I didn’t say anything, because my brain was kicking into high gear. The silence went on so long that eventually Buddy said, “You still there?”

“Yes. Let me ask you a question. Suppose the victim came upon the crash site of a big model airplane. What could there be about it that would be so incriminating as to prompt the kid to pick up a piece of the wreckage? And then a murder follows?”

“Where was the murder?”

“Up at the Consolidated Mine boneyard. You remember where that is?”

“Sure, but what have you got that suggests a connection between airplane and murder?”

“Not a damn thing. Except the junk was in the kid’s pocket, and there was no reason for it to be there.”

“One thing I’m not is a detective, Pop. But like I said, you and all your staff will figure it out. Sounds like you got it on the run. Say, keep me posted, will you?”

“You bet. And sorry about the night call. How was Spain, by the way?”

“I never saw it,” my son said with a laugh. “Got there at night, left early. What little ground I saw was brown…just like Posadas County.”

“You home for a while now?”

“About a week, I think. Anyhow, if I think of anything else, or if Kendal does, I’ll make sure we get right back to you. You want to talk to Edie?”

I heard her say, “Of course he does,” in the background.

“Buddy, take care,” I said, and then my effervescent daughter-in-law was on the line.

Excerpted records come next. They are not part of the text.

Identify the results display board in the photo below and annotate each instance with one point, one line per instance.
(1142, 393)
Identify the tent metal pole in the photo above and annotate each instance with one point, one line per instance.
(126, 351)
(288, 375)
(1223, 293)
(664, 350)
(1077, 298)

“When did you get out of ICU?” she asked, and like a fool, I told her. The lecture I got seemed to last ten minutes. There was no point in arguing. I finally mollified her by lying like a rug, promising faithfully to take all the medications as prescribed, and to visit them in Texas as soon as I could. Part of all that was true, at least. I was planning to make some visits, all right…but not to Texas.